Astronomers Spot An Alien Star Lingering In The Milky Way

There's a star in the constellation Big Dipper that doesn't share the chemical composition of the other stars in the galaxy. Scientists suggest that it's an intergalactic alien from a long-gone dwarf galaxy.  ( Hans Braxmeier | Pixabay )

One of the stars in the Big Dipper constellation is an intergalactic drifter, left behind after a collision in the distant past.

Scientists found that this particular star, known as J1124+4535, features a chemical composition that is unlike the composition of other stars in the Milky Way. Instead, it shares a similar chemistry with stars found in nearby dwarf galaxies.

In the study published in the journal Nature Astronomy, researchers suggested that this stellar alien came from a dwarf galaxy that collided with the Milky Way many years ago.

A Star That Doesn't Belong

In the survey data from the Large Sky Area Multi-Object Fiber Spectroscopic Telescope, the star J1124+4535 jumped out at astronomers for its unusual chemical composition, according to the National Astronomical Observatory of Japan.

The star, which is a part of the constellation Big Dipper, featured low levels of magnesium but high levels of europium, which is a mix that has never been observed in a Milky Way star.

Stars are created from clouds of interstellar gas, so the chemical makeup of these clouds influence and leave a chemical signature on the stars that are formed from their gas.

The star J1124+4535 doesn't share a chemical signature with any other star in the galaxy, which strongly indicates that it must have formed elsewhere.
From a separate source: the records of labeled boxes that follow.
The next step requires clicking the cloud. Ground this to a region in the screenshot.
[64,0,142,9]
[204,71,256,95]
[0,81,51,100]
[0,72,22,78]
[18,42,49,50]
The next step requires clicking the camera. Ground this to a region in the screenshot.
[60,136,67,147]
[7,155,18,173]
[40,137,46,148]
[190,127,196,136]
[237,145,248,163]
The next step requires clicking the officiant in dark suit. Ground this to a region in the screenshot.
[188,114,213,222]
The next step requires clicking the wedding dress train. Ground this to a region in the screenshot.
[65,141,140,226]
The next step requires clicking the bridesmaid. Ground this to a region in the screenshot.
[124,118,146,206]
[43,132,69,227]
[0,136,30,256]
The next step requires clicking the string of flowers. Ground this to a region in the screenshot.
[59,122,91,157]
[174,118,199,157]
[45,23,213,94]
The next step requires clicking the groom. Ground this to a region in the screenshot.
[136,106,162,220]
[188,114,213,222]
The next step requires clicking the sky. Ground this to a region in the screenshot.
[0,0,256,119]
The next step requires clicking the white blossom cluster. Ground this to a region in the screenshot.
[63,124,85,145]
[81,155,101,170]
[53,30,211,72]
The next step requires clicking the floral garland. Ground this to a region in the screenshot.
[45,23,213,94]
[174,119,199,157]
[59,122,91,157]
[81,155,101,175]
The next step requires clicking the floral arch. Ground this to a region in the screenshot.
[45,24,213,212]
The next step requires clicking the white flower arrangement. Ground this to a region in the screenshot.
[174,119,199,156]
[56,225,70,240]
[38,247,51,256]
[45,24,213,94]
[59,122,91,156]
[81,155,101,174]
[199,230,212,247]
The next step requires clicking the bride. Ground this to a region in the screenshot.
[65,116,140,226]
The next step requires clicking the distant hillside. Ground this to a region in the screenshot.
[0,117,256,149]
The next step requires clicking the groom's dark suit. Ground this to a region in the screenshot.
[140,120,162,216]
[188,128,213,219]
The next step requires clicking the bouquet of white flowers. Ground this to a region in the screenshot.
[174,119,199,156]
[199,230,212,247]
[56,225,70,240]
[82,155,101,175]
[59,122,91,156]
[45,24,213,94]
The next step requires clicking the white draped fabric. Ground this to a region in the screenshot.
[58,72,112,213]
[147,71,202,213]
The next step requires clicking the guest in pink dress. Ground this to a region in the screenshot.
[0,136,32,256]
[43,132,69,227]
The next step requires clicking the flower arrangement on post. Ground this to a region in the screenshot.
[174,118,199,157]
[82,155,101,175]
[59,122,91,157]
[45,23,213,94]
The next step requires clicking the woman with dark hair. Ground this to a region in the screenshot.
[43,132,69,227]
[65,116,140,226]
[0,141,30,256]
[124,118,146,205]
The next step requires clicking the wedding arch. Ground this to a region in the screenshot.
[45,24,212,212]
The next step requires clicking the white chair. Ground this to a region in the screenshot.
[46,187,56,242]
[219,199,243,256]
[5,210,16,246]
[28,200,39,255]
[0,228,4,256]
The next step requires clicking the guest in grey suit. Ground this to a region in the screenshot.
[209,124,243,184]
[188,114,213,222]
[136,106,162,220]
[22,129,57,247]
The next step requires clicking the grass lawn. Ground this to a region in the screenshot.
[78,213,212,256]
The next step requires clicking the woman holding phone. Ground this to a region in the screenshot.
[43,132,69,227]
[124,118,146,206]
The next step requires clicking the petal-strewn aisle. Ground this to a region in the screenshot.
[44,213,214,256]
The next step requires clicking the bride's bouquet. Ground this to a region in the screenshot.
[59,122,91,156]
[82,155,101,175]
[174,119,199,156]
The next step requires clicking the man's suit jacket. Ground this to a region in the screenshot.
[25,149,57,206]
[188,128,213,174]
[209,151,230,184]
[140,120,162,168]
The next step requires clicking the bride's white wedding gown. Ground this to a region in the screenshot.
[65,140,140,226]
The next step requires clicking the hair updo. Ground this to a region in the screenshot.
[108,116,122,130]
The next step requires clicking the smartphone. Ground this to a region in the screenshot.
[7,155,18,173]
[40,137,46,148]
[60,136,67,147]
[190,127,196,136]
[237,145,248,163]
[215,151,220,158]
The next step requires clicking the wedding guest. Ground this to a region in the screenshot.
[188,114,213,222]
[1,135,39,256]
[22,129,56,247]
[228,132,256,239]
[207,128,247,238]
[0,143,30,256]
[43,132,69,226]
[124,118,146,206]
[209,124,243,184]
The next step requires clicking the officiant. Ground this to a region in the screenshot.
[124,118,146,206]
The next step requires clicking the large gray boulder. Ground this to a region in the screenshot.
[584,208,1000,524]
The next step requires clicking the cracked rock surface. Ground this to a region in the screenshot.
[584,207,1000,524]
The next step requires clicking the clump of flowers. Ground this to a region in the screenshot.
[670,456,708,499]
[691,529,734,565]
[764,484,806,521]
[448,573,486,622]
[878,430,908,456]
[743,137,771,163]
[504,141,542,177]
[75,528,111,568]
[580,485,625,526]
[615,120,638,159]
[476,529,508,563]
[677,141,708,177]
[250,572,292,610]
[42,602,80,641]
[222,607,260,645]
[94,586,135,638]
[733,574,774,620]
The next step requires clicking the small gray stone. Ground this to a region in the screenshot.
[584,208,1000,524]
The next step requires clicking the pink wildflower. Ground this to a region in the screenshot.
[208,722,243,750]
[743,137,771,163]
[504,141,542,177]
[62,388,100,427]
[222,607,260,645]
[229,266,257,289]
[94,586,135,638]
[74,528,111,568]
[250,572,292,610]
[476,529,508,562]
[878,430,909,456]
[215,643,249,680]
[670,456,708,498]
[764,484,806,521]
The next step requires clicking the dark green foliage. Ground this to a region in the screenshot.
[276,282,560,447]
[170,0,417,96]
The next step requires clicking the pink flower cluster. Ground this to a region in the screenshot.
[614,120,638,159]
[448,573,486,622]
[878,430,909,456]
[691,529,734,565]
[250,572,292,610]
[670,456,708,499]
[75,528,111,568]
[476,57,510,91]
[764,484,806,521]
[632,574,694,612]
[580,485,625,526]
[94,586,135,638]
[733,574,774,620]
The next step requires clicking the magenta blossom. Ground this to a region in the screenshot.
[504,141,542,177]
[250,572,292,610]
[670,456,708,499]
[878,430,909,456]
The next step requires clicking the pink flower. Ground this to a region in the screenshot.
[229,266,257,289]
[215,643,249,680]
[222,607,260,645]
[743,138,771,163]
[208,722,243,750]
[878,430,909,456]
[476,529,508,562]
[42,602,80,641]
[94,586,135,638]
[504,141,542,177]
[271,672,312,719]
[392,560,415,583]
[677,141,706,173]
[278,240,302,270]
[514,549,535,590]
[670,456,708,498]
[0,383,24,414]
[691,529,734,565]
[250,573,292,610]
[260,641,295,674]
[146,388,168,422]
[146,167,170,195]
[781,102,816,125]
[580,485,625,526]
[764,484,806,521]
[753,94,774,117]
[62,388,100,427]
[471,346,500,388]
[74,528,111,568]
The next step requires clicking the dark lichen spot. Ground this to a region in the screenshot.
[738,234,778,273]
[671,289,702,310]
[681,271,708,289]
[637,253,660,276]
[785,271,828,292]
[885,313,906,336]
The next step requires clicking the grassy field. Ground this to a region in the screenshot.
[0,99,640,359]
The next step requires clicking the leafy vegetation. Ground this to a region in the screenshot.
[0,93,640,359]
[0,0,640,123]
Analysis shows that it shares a similar chemical composition with stars in dwarf galaxies that orbit the Milky Way.

Galaxy Mergers

In the bigger picture of the universe, it's not at all unusual for galaxies to crash into each other. Evolution models have demonstrated how galaxies like the Milky Way absorb dwarf galaxies around it. The researchers pointed out that there's a strong possibility the star J1124+4535 was actually part of a long-gone dwarf galaxy absorbed by the Milky Way a long time ago.

The study authors provided the clearest chemical signature so far of the galactic mergers that allowed the Milky Way to develop many billions of years ago.

Furthermore, Earth's galactic neighborhood isn't quite finished with mergers, as the Milky Way has been discovered to be on a collision course with the Andromeda galaxy.

The merger is slated to be in 4.5 billion years, but it's not expected to be a head-on collision. Instead, astronomers predict it to be a "sideswipe," with the solar system making it out unaffected due to the expansive distance between all the stars.